Abnormal thromboxane responses, as observed in the R males in present study, have frequently been implicated in hypertension in the spontaneously hypertensive rat model (Huang & Koller, 1997). Recently, an association between overexpression of the thromboxane A2 membrane receptor (TP) and intrauterine growth restriction has been observed in mice (Rocca et al. 2000), warranting future investigation of the expression of TP in our model. The increase in sensitivity to a depolarising potassium stimulus in the 200-day-old R males suggests abnormal voltage-gated calcium channels, or sensitivity of the contractile apparatus to calcium.

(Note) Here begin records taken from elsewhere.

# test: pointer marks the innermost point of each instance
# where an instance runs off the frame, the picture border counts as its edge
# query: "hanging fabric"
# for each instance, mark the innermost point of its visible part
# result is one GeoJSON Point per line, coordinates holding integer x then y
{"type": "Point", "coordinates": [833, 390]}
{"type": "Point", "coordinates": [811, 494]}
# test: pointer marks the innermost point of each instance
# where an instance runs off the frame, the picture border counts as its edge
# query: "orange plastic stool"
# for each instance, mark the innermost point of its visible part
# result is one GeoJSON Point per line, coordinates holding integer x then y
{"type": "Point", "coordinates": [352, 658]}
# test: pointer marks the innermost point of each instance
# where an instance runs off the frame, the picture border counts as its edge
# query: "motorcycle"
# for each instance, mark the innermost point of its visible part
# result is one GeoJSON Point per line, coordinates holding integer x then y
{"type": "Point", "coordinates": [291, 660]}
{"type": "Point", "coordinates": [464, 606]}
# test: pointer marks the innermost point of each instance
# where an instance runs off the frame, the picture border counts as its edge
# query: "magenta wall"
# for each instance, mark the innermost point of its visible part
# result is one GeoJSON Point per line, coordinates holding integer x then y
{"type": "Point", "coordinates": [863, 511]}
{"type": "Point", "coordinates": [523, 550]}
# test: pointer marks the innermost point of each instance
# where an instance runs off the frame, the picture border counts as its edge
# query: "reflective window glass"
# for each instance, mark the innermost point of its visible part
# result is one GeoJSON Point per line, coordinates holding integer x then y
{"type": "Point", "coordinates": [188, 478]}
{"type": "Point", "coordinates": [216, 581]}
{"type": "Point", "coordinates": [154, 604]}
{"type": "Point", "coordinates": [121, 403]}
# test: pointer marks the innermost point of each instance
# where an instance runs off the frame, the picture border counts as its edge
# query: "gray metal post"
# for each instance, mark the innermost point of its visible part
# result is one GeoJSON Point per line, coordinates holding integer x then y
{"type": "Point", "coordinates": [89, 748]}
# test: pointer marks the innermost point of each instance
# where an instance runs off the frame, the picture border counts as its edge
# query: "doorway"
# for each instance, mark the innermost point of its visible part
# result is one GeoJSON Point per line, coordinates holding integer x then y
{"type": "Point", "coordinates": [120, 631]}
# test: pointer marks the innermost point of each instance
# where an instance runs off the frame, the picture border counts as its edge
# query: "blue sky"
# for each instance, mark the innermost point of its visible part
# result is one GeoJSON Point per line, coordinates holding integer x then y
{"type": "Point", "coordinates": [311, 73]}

This study has shown clearly that both hypertension and vascular dysfunction in the offspring of the globally undernourished rats were predominant among the males. Gender differences have not commonly been reported among offspring abnormalities induced by maternal dietary deprivation. However, lowered plasma cholesterol and triacylglycerol (Lucas et al. 1996), and raised concentrations of insulin (Desai et al. 1997), have been found to predominate in the male offspring of protein-deprived rats.

We have not attempted to explore which element or elements of maternal dietary deprivation are responsible for the rise in blood pressure and vascular dysfunction in the offspring. Recent investigations have implicated potential roles for an imbalance of micronutrients (Langley-Evans, 2000), and we and others have postulated a role for altered fat composition (Langley-Evans et al. 1996a; Koukkou et al. 1998; Ghosh et al. 1999; Langley-Evans, 2000). Future studies are planned to evaluate the role of individual dietary components in the defects we have observed.

Although this study was designed primarily to investigate responses to maternal undernutrition, a remarkable pattern of change in constrictor and dilator responses became apparent as the C and R animals matured. Most previous studies of ageing have compared young and very old adults (Lang et al. 1995) and few have followed development of the peripheral vasculature in younger animals. Constrictor responses to the catecholamines PE and NA increased with age with respect to the maximal response to depolarising potassium. The very weak responses in the young rat pups would suggest that adrenergic vascular control may be relatively unimportant in early life. We have recently further investigated this phenomenon and have found that substantial noradrenaline-stimulated nitric oxide synthesis accounts for the weak constrictor response to noradrenaline (Nishina et al. 1999). In the present study ACh-induced dilatation was fully developed in the skeletal circulation of the young rats, but deteriorated with age. Blunted ACh-induced relaxation has been reported previously in older rats (Kung & Luscher, 1995) and has been implicated in increasing cardiovascular risk with age.

Responses to the thromboxane mimetic U46619, in contrast to NA and PE, declined with age. Gender differences were also apparent in both C and R groups, the arteries from the female animals being more responsive. Greater pressor responses to U46619 have previously been observed in the isolated pulmonary circulation of female rats (Farhat & Ramwell, 1992), an observation attributed to the stimulatory effects of oestradiol. A sex difference in the relative contributions of NO and EDHF (endothelium-derived hyperpolarising factor) to agonist-mediated endothelium-dependent dilatation (McCulloch & Randall, 1998) has also recently been reported and may be of relevance to the greater response to ACh observed in the 100-day-old female offspring.

In summary, this study has shown that moderate global dietary deprivation in rats which leads to only transient growth retardation in the pups, induces hypertension in male and female offspring in adulthood. The data suggest that the maternal diet ‘programmes’ the fetus to develop hypertension and that peripheral artery dysfunction could contribute to hypertension in adult male animals. Mechanisms underlying the origin of the hypertension, particularly in the female offspring, require further detailed investigation.

Acknowledgments

This work was supported by the British Heart Foundation project grant 97174 and 98101. L.P. is supported by Tommy’s Campaign.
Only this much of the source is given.